HUNDREDS of extra people presented to the Bathurst Hospital emergency department (ED) in the first three months of this year compared with the same time last year, new figures show.
There were 6763 presentations to the Bathurst ED in the first quarter of 2019, up eight per cent on the 6262 in the first quarter of 2018, according to the latest Bureau of Health Information quarterly report.
Bathurst Hospital general manager Cathy Marshall said a number of strategies had been put in place in the ED to cope with the increased numbers.
"This has included using nurse practitioners, working with medical staff where required, to care for less urgent cases," she said.
A physiotherapist assesses and treats some sporting and muscular injuries, and an after hours GP clinic operates on site.
The new quarterly report shows EDs in western NSW were swamped by thousands of extra patients due, in part, to an earlier-than-usual flu season.
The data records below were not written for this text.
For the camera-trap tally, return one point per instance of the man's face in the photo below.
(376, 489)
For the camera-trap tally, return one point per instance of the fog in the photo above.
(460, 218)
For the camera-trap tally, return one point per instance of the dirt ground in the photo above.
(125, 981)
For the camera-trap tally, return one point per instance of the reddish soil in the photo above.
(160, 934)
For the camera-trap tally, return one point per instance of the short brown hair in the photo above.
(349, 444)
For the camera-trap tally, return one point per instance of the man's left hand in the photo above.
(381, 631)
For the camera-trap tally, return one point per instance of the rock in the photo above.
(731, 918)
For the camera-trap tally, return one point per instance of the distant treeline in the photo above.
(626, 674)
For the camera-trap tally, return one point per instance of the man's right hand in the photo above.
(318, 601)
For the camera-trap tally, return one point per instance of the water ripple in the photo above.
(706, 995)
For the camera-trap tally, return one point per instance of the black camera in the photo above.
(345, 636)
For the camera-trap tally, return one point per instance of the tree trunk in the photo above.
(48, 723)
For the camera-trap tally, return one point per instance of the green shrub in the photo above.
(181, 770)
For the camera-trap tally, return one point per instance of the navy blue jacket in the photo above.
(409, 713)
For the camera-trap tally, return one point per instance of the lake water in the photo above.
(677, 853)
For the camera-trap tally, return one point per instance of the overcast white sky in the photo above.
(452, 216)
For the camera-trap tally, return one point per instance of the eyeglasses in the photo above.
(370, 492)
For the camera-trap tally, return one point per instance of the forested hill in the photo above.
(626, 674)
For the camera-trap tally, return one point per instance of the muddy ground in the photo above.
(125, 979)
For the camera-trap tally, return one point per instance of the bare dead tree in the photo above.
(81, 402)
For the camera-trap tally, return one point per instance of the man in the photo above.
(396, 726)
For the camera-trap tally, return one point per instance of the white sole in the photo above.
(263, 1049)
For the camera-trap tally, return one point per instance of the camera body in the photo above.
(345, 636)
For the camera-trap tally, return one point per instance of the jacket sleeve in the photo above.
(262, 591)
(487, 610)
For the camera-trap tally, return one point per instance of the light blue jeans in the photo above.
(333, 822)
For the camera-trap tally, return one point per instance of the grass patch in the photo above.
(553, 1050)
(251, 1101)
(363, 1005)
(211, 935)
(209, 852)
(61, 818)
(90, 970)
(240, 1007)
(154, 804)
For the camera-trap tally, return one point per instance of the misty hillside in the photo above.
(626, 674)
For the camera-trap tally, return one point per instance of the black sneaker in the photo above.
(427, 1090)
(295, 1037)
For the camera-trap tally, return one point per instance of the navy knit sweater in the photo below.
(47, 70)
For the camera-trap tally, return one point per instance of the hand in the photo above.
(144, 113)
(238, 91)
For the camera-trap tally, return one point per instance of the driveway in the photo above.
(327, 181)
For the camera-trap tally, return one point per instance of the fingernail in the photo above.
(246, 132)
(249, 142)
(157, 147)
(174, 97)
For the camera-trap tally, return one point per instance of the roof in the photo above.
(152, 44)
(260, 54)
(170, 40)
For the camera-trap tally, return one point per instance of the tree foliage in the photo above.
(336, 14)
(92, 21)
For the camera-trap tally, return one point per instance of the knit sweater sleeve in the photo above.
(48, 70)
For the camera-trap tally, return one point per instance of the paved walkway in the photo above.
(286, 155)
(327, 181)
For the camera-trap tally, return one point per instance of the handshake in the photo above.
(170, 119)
During the first quarter of 2019, 46,938 people attended one of the region's EDs - up 5.1pc on the 44,658 during the same quarter last year.
Of those, 233 attendances were for a resuscitation (up 3.6pc) and there were 4690 presentations for a life-threatening emergency (up 7.6pc).
The biggest jump was at Lachlan Health Service, Forbes, which had a 23.5pc increase in presentations (from 1664 patients to 2055).
Western NSW Local Health District chief executive Scott McLachlan said despite the increase, 86.2pc of patients in Forbes were treated within clinically recommended time frames.
Mudgee's ED had the second-highest growth in presentations - up 11.9pc from 2699 to 3019 people.
Patient numbers in Orange's ED jumped by 6.8pc from 7297 to 7792, while Dubbo had the smallest growth in presentations, up by 6.2pc from 8085 to 8588.
Lithgow Hospital's ED, which is located in the Nepean Blue Mountains Local Health District, had a 7.9pc jump in presentations (from 3059 to 3301).
Despite the flood of sick and injured people into EDs across western NSW, every hospital treated the most urgent cases within clinically recommended time frames.
Mr McLachlan said the district had performed well in key areas and it demonstrated that local hospitals could handle complex emergency cases.
"Getting patients to hospitals that can provide the right level of care is critical, particularly when there is a very severe injury or illness," he said.
"It's testament to the work of our staff, and the investment in our hospitals, that we can see our role in complex emergency work strengthening."